Thai authorities in Bangkok have repatriated five Chinese nationals, including two veteran dissidents who had been granted refugee status by the United Nations, Thailand-based activists told RFA on Monday.
A Bangkok-based democracy activist who gave only his surname Li said Dong Guangping, Jiang Yefei and three other Chinese nationals had been sent back to China on Friday.
“I had planned to go and visit [Jiang and Dong] this morning, but when I got to the immigration detention center, the police officer couldn’t find their names,” Li said.
“I went to two more departments after that, and they couldn’t find them either, until a police officer told me that they had both been sent back to China last Friday,” he said. “There was a group of five people in total.”
Li said it was unclear whether the five had been sent across the border, or whether Chinese personnel had arrived in Thailand to fetch them.
“We are trying to find that out right now, as well as why the United Nations was unable to protect either of them,” he said. “We want to know the reason.”
“All of their family and friends had been very worried that this would happen, and we call on the international community to follow their case,” Li said.
“This is very serious.”
‘We are all terrified’
Dong fled China with his family in September after serving a three-year jail term for subversion from 2001-2004, and being “disappeared” and held for eight months in secret detention in 2014. His wife Chu Shuhua remains in Bangkok.
Political cartoonist Jiang had been in Thailand since 2008 when he fled China, where he was detained and tortured after he criticized the ruling Chinese Communist Party’s handling of the devastating Sichuan earthquake, and was granted refugee status last April by the U.N. High Commission for Refugees (UNHCR).
His wife, Chu Ling, who remains in Bangkok, said the two men had been charged with illegally entering the country before they were deported.

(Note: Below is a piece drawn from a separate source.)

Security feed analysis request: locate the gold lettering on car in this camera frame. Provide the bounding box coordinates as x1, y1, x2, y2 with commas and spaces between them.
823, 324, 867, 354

According to Li, Dong and Jiang had pleaded guilty to the charges, and were fined 5,000 (U.S. $139) and 6,000 baht (U.S. $167) respectively for the offense.
However, their guilty plea paved the way for deportation procedures to begin, and the Chinese government had paid the fines on their behalf, he said.
Thailand-based activist Yang Chong said the identities of the other three deportees remains unclear.
“If they were deported to China, then they were definitely Chinese nationals, but we don’t know who they are,” Yang told RFA on Monday.
He said the deportation had thrown Chinese refugees and activists in Thailand into a state of fear.
“People keep texting me to ask what they should do; we are trying to think of something,” Yang said. “Things are pretty dangerous right now; we are all terrified.”
Those who apply for political asylum at the UNHCR are issued with a “protection letter” while their application for resettlement is under way, a process which can take years.
Rights activist Cao Jinbo, who arrived in Thailand at the beginning of this month, said the Chinese police had apparently also managed to detain Hong Kong publisher and bookshop-owner Gui Minhai during a visit to Thailand.
“It seems that [China] is already able to arrest people overseas, unofficially, which is illegal kidnapping,” Cao told RFA.
He said Beijing’s new national security law, enacted on July 1, had enshrined the principle that Chinese law is enforceable overseas.
“A protection letter is of no use at all,” Cao said. “Dong and Jiang had already been granted refugee status, but [UNHCR] was unable to guarantee their safety.”
Jiang told RFA’s Cantonese Service last month that he had fled China in desperation after long-running persecution at the hands of the communist party.
“I am a Protestant Christian, so how could I be happy after two years of persecution by the Chinese Communist Party?” he said in an Oct. 1 interview.
“Every day I prayed to the Lord to annihilate this evil regime.”
Earlier this month, four Chinese nationals linked to a Hong Kong bookstore which has stocked titles highly critical of the communist party went missing, believed detained by Chinese authorities.
Owner Gui Minhai was in Thailand at the time, but he, general manager Lu Bo, store manager Lin Rongji, and staff member Zhang Zhiping of publisher and bookstore company Sage Communications are now believed to be in police custody in China.
Fellow Hong Kong publisher Wu Yisan said such heavy-handed tactics will only further alienate the city’s residents from Beijing after just 17 years of Chinese rule.
“The [Chinese authorities] should have taken immediate steps to inform the people of Hong Kong, not leave them guessing in a state of fear,” Wu said.